Good Pasture for a Healthy Horse
As previously noted, good pasture is all your horse really needs. But good pasture often needs to be created and maintained in order to contain the nutrients necessary for a healthy horse. All too often, horses will be left to their own devices on pastures that appear to have plenty of grass; however, they have eaten all the grasses that are nutritious to horses and left other grasses and weeds. The horse will eventually eat these grasses if desperate, but they are unpalatable, non-nutritious, and sometimes unhealthy. A horse
subsisting on pasture only will need about three acres of healthy pasture during the growing season and supplemental hay through the winter.
Soil Quality
The quality and quantity of grass you can grow is only as good as the soil upon which it is growing. Your local agricultural extension agent will advise you how to collect soil samples from your pasture, and he or she will analyze the samples for a nominal fee. This will tell you what fertilizer and conditioners must be added to your pasture to be a fertile environment for the kind of grasses you want to grow. A prime pasture is rich in:
Nitrogen. Nitrogen encourages grass growth. A good balance of nitrogen can double the quantity of grass in a pasture.

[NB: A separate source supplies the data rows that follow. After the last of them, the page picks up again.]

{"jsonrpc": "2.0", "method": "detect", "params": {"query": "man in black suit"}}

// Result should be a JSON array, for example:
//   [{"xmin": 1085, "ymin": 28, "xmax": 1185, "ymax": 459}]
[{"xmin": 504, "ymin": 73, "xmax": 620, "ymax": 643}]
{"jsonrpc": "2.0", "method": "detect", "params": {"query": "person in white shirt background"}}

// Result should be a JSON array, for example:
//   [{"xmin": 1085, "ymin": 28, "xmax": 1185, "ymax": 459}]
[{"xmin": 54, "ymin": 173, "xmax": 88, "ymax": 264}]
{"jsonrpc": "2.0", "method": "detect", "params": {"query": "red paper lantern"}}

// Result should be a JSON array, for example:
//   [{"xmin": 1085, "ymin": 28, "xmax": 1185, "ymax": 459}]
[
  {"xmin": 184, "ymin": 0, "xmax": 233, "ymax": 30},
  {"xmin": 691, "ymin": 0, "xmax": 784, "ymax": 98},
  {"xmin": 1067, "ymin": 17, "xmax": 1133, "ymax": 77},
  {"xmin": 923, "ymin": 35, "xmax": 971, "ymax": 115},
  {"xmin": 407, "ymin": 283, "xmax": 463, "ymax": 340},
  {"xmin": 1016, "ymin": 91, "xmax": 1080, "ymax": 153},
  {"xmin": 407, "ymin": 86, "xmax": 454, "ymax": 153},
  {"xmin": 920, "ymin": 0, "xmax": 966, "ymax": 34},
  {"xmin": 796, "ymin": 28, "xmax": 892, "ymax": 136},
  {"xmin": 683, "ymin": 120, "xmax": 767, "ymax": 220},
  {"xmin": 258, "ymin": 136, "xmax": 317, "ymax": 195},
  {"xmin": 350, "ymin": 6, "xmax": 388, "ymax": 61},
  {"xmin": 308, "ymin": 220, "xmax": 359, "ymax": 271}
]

Phosphorus. Phosphorus promotes root development and gives grasses a sweet taste. This encourages horses to eat nutritious grasses that they might otherwise find unpalatable.
Potassium. Potassium helps grasses increase their natural resistance to drought and disease.
Soil Preparation
If you do not want to disturb an existing pasture, then the least you can do is to aerate the soil. This will loosen the soil and allow for existing grass and grass seedlings to take easier and more profitable root. Any fertilizer can be broadcast on top and allowed to leach into the ground. Horses should be kept off any fertilized area until after a couple of good rains.
It will take one growing season for grass to properly establish itself. If you can afford the time and space to start a brand new pasture, then the ground should be completely turned over with the fertilizer, and then raked smooth. You might try to enlist the services of your local farmer, who might have a cultivator which can do all these tasks, including drilling grass seed, in a single pass.
Which Grasses and Legumes to Encourage
Since weather and growth conditions vary in most places from year to year, you will want a mix of grasses in your pasture that thrive under different conditions and that mature at different rates. Tall fescue will thrive in wet or dry conditions and will stand up to a lot of horse traffic. Some other hardy perennials you can encourage are timothy, rye grass, wheatgrass, brome grass, bluegrass, and orchard grass. Orchard grass will not thrive in either excessively dry or wet conditions nor in an alkaline soil. Brome grass and wheatgrass can tolerate drought. All will lose digestible nutrients as they mature.
A pasture seeded entirely of legumes is impractical. Alfalfa and clover are very nutritious, but too rich and not hardy enough to exist alone in pasture. They should make up no more than 25 percent of a pasture.